You should know though that this material on the internet is not everything we were doing there, the biggest omission are the advanced tutorials, which were done in groups and couldn't be filmed. Also their solutions were too difficult to be "quickly" filmed like the tutorials that have videos. However there's hope that advanced tutorials will also be put online some time later this year (as promised by the organizers). In that case I'll submit a follow up story.
I must tell you that attending this course was really a great experience, and Prof. F. P. Schuller is in fact on of the best lecturers I have ever met.

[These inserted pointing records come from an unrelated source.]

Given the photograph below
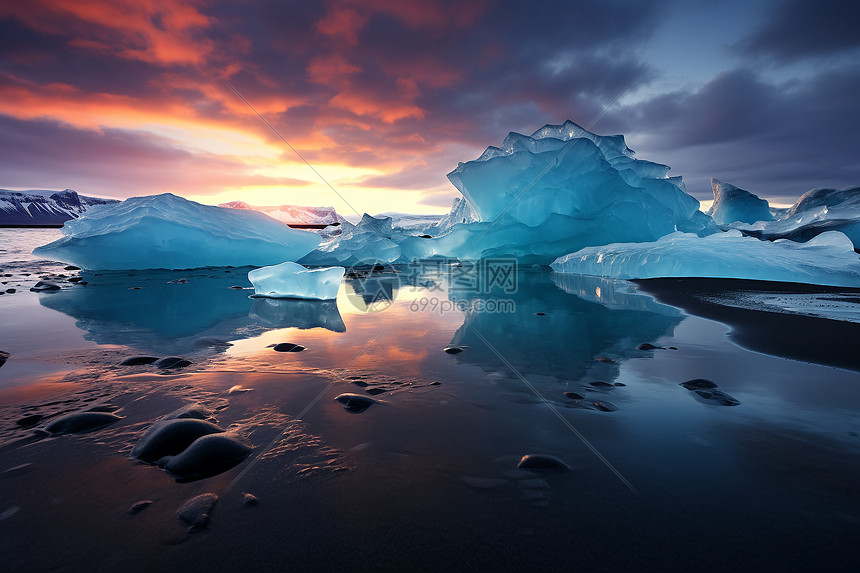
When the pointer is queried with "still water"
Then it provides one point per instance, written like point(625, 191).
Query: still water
point(426, 478)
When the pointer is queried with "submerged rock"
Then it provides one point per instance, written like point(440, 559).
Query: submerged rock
point(81, 422)
point(355, 403)
point(173, 362)
point(171, 437)
point(208, 456)
point(197, 511)
point(541, 462)
point(138, 360)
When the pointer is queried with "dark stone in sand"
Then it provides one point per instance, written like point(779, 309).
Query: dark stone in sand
point(173, 362)
point(208, 456)
point(604, 406)
point(44, 286)
point(138, 360)
point(81, 422)
point(541, 462)
point(197, 511)
point(140, 506)
point(171, 437)
point(30, 421)
point(698, 384)
point(355, 403)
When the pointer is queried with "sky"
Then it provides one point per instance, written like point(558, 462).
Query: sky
point(366, 105)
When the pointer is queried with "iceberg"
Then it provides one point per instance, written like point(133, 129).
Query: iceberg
point(169, 232)
point(372, 240)
point(828, 259)
point(292, 280)
point(815, 212)
point(733, 204)
point(556, 191)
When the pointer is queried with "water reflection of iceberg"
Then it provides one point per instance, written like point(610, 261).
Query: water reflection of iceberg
point(175, 312)
point(553, 336)
point(296, 313)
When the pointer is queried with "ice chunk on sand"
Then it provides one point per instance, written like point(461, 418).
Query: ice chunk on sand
point(828, 259)
point(169, 232)
point(292, 280)
point(734, 204)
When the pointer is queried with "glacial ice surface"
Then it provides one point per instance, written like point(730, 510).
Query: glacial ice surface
point(734, 204)
point(828, 259)
point(292, 280)
point(169, 232)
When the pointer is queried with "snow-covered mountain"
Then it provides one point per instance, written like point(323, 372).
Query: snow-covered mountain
point(293, 215)
point(44, 208)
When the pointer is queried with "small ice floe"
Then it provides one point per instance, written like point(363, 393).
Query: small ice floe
point(355, 403)
point(207, 456)
point(171, 437)
point(288, 347)
point(197, 511)
point(542, 462)
point(81, 422)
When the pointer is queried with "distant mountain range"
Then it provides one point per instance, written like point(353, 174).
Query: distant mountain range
point(294, 215)
point(43, 208)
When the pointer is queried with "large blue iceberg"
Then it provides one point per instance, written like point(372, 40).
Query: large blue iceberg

(Score: 3, Interesting) by FatPhil on Tuesday April 07 2015, @08:45PM
Great minds discuss ideas; average minds discuss events; small minds discuss people; the smallest discuss themselves
(Score: 2) by hendrikboom on Thursday April 09 2015, @08:59PM
I'm in the first lecture now. I find it easy because I recognise it from 50 years back. I don't think it'll stay that easy when I get the the differential geometry.
There's another way of viewing topology in which open sets are *not* fundamental, but instead you use an apartness relation. I find it easier to understand, because one of the basic concepts is the inherent limits of practical computation. See Frank Waaldijk's book Natural Topology, at least for the first chapter or so. See http://www.fwaaldijk.nl/mathematics.html [fwaaldijk.nl] for context and links. It's constructive math.
I'm curious how much of what they do would still go though with the so-called natural topology.